My most unpopular blog post ever

Today, our country will mark a moment of silence for 'the 26 victims' of the shooting at Sandy Hook Elementary School. I will join with thousands or maybe millions of others to honor and mourn the loss of these precious lives, but my prayers will be for more than the 26.

I will pray for the families and friends of the deceased. No doubt they are paralyzed right now, filled with grief beyond understanding. Somehow, they must find a way to breathe and move and live their lives again. That's a journey which will take many years and much love and support and prayer.

I will pray for the children and faculty who survived the tragedy, those who heard and saw things which defy words. Their innocence has been stolen, and the stain of these events on their dreams may be permanent. They need years of counseling and understanding and love and prayer in order to learn to trust again. I pray they each find a safe haven somewhere in our troubled world.

Here's the unpopular part. I will pray for the 28 lives lost. Yes, I will include the shooter and his mother in my prayers. We may never know the depths of their despair, the anguish and isolation which burdened a family until a young man broke and took so many lives. But the shooter and his mother are God's children too, and they now stand before Him. May He have mercy on their souls as He does on the souls of the school's children and faculty.

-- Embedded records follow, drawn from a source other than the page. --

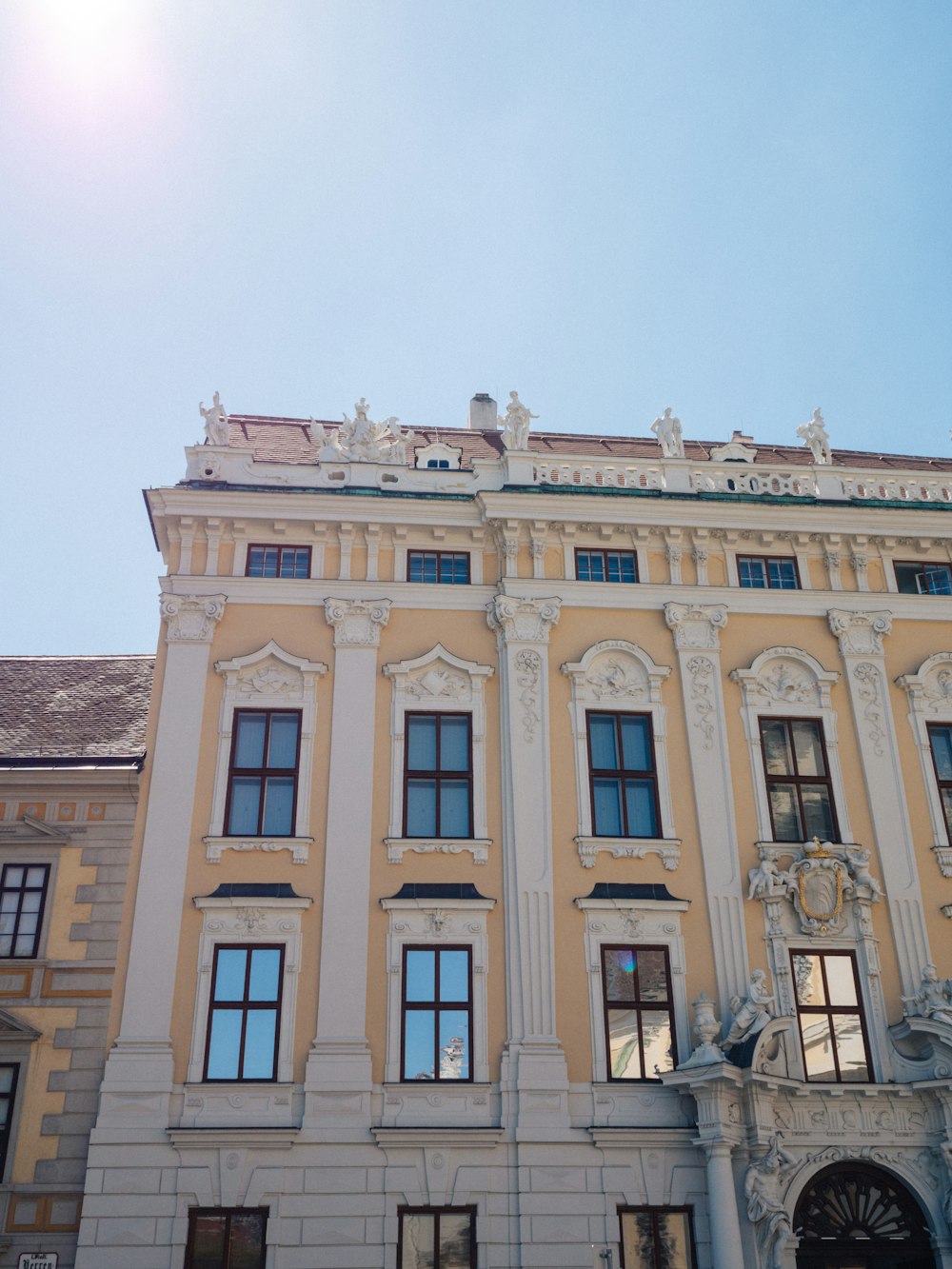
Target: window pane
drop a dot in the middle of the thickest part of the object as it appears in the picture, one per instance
(422, 808)
(266, 966)
(278, 804)
(246, 795)
(261, 1033)
(421, 976)
(818, 1047)
(455, 808)
(419, 1033)
(453, 1044)
(818, 812)
(607, 807)
(455, 1240)
(230, 974)
(851, 1050)
(809, 750)
(418, 1245)
(249, 747)
(282, 742)
(225, 1042)
(636, 745)
(453, 976)
(605, 746)
(455, 744)
(422, 743)
(640, 807)
(624, 1043)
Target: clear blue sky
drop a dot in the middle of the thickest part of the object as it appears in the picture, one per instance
(741, 209)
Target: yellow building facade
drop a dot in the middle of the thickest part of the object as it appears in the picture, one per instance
(545, 858)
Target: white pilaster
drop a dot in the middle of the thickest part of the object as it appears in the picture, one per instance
(696, 639)
(139, 1073)
(861, 637)
(535, 1074)
(338, 1078)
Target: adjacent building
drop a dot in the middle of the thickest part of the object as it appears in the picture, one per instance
(545, 858)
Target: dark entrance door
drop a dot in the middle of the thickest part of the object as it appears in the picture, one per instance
(857, 1218)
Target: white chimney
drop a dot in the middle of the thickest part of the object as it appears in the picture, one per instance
(483, 412)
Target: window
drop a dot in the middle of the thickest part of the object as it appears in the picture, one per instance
(923, 579)
(623, 776)
(448, 567)
(263, 773)
(437, 1238)
(605, 566)
(438, 793)
(773, 572)
(22, 902)
(278, 563)
(657, 1238)
(832, 1027)
(798, 780)
(221, 1238)
(437, 1013)
(243, 1018)
(639, 1016)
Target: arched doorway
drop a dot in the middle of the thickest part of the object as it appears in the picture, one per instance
(857, 1218)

And may He also have mercy on us for our part in a system so broken, a society so warped, that persons with mental health problems fail to get the help they need. I will pray that, with God's grace, my own interactions with people will lighten burdens and spread ripples of goodness and truth and hope, today and every day.

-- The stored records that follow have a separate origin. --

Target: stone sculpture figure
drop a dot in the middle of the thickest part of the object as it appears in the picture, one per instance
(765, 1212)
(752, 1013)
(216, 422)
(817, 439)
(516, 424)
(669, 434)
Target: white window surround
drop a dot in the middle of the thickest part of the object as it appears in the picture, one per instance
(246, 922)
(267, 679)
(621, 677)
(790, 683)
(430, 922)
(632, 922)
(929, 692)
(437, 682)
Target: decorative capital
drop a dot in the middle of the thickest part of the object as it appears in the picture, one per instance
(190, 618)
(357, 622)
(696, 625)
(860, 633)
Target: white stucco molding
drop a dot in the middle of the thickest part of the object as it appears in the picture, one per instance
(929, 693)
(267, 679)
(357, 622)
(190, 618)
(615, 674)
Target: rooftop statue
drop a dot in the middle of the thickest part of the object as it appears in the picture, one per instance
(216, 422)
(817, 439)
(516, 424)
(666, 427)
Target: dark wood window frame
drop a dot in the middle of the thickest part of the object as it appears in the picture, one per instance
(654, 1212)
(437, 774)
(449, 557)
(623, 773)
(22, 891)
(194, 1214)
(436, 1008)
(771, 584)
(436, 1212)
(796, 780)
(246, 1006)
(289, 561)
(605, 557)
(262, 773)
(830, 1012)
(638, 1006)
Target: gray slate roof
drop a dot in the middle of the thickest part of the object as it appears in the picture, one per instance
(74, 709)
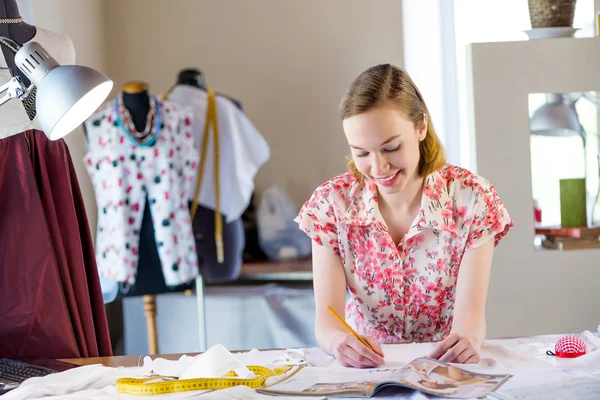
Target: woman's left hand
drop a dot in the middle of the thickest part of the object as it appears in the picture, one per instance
(457, 348)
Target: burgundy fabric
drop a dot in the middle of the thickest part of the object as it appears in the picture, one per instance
(50, 297)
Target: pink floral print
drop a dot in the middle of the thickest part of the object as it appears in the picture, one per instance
(406, 292)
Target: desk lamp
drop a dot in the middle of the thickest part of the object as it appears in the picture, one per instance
(66, 94)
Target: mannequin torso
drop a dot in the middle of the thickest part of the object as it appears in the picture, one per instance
(12, 114)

Lord, make me an instrument of your peace.
Where there is hatred, let me sow love.
Where there is injury, pardon.
Where there is doubt, faith.
Where there is despair, hope.
Where there is darkness, light.
Where there is sadness, joy.

O Divine Master,
grant that I may not so much seek to be consoled, as to console;
to be understood, as to understand;
to be loved, as to love.
For it is in giving that we receive.
It is in pardoning that we are pardoned,
and it is in dying that we are born to Eternal Life.

Amen.
-St. Francis of Assisi

Sunday, December 16, 2012

Mr. Rogers and heroes


A day after this week's horror in Connecticut, several Facebook friends posted this quote from Fred Rogers


“When I was a boy and I would see scary things in the news, my mother would say to me, ‘Look for the helpers. You will always find people who are helping.’ To this day, especially in times of ‘disaster,’ I remember my mother's words and I am always comforted by realizing that there are still so many helpers – so many caring people in this world.”

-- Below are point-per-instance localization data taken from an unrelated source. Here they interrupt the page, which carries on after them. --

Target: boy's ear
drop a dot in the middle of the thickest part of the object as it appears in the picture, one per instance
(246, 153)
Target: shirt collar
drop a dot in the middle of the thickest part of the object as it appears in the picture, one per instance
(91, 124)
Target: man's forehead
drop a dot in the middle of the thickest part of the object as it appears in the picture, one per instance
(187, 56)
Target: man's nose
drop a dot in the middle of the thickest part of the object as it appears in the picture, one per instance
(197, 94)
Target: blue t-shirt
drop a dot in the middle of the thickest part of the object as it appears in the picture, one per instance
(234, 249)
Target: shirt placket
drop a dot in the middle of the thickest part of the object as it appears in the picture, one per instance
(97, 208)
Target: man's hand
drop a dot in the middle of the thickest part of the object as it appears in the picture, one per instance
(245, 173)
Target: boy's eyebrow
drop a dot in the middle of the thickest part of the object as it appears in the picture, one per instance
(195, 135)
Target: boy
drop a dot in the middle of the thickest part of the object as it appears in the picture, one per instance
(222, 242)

The quote resonated to my core.
The helpers. The people who somehow keep it together during unthinkable events. The ones who push aside their own fear and take care of the small, the weak, the vulnerable. When every cell courses with panic and adrenalin and survival instinct, these helpers work for a greater good. They are my heroes.

I love heroes, especially unlikely ones, reluctant ones, ordinary folks who find themselves in extraordinary situations. That's why I read so much, so I can find and love characters who pull themselves up by their bootstraps and seek ways to act with courage.

That's also why I write. Somehow, creating characters who are surrounded by evil but not overcome by it, who keep their moral compass in the face of immorality, gives me hope that I, too, might act as a helper. I just hope and pray I never have to be put to the test.